Diyelim ki $y=\beta_0+\beta_1x_1$ , ortalamanın etrafında $y=\beta_0'+\beta_1x_1'$ ; burada $\beta_0'=\beta_0+\beta_1\bar x_1$ ve $x_1'=x-\bar x$ , böylece $\beta_0'$ artık tahmini üzerinde herhangi bir etkiye sahip değildir $\beta_1$ .

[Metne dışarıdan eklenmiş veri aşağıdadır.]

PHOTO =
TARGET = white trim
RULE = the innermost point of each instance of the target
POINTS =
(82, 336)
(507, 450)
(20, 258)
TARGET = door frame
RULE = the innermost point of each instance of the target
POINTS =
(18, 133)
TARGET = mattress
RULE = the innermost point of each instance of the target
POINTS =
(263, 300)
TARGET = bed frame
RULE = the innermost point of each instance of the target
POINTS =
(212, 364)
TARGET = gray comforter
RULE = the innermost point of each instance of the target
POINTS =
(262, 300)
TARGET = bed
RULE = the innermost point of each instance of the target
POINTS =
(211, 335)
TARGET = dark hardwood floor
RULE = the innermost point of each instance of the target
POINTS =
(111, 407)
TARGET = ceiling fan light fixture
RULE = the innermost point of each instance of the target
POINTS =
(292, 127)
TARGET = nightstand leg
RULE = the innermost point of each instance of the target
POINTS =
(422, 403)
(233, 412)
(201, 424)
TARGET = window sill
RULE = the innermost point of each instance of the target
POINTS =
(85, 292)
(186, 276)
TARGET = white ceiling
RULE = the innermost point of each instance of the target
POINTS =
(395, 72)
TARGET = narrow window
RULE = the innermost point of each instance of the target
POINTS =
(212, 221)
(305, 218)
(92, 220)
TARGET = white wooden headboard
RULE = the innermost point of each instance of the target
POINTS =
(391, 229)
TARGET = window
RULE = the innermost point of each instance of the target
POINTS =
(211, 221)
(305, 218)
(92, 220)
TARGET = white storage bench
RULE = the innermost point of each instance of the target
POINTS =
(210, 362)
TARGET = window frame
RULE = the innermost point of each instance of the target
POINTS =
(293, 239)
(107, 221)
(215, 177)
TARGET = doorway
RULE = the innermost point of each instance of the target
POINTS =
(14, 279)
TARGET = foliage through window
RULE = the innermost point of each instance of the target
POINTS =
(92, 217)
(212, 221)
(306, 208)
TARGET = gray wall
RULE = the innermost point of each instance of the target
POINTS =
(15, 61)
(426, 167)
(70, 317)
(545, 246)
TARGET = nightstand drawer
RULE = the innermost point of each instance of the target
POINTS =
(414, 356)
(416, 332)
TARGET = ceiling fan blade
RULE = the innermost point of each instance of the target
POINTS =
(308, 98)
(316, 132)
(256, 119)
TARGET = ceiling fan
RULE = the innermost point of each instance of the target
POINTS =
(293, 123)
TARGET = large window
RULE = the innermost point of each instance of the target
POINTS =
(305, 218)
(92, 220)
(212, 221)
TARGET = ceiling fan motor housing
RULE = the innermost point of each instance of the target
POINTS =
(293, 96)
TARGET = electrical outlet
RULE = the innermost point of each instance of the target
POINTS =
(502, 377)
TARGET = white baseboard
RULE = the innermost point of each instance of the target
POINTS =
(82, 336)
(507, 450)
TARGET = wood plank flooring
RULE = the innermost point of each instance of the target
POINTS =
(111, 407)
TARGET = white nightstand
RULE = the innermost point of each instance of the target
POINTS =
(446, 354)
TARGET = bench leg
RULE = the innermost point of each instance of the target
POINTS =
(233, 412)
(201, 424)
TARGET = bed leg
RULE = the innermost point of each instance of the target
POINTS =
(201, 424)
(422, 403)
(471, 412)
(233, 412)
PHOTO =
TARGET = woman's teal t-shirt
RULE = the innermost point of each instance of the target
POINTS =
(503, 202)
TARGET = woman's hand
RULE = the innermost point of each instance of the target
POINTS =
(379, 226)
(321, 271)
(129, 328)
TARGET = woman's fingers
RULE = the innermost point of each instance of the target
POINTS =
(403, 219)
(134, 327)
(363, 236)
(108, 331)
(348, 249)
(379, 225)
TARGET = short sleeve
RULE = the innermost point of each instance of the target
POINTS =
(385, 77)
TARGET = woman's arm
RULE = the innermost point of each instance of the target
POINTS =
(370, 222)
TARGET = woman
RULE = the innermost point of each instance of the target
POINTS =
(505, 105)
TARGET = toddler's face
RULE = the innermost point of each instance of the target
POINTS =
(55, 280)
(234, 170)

Bu, ortalama olarak de eşdeğerdir de . Daha az kare hesaplaması için denklemi düşürdük. $\hat\beta_1$ $y=\beta_1x_1'$ $\hat\beta_1$ $y=\beta_0+\beta_1x_1$

Bu yöntemi genel olarak nasıl uygularsınız? Şimdi modelim var, $y=\beta_1e^{x_1t}+\beta_2e^{x_2t}$ düşürmeye çalışıyorum . $y=\beta_1x'$

— Kılıç CN
kaynak

Ne tür verileri analiz ediyorsunuz ve neden modelinizden bir eş değişken olan

kaldırmak istiyorsunuz

e^{x_{1} t}

$e^{x_1t}$ ? Ayrıca, kesmeyi kaldırmanızın bir nedeni var mı? Verileri ortalamak istiyorsanız, eğim kesişmeli / kesmesiz modelde aynı olacaktır, ancak kesişmeli model verilerinize daha iyi uyacaktır.

— caburke

@caburke ben hesaplanan sonra çünkü modelin uyum endişe değilim

Ben modele geri koyabilirsiniz. Bu alıştırmanın amacı

tahmin etmektir . Orijinal denklemi sadece

düşürerek, en küçük kare hesaplaması daha kolay olacaktır (x 'bulmaya çalıştığım şeyin bir parçası,

içerebilir ). Mekanizmaları öğrenmeye çalışıyorum, bu Tukey'nin bir kitabından bir soru.

β_{1}

$\beta_1$

β_{2}

$\beta_2$

β_{1}

$\beta_1$

y = β_{1} x^{'}

$y=\beta_1x'$

e^{x_{1} t}

$e^{x_1t}$

— Sabre CN

@ca Yorumunuzun sonundaki gözlem şaşırtıcı. Doğrusal olmayan ifadeler için geçerli olmayabilir - makul bir şekilde "eğim" olarak kabul edilebilecek hiçbir şey içermezler - ancak OLS ayarında doğru değildir: ortalama merkezli veriler için uyum tam olarak bir kesme noktasıyla sığdırın. Sabre, modeliniz belirsiz:

değişkenleri hangileri ve parametreler hangileri? Amaçlanan hata yapısı nedir? (Ve Tukey'in kitaplarından hangisi soru?)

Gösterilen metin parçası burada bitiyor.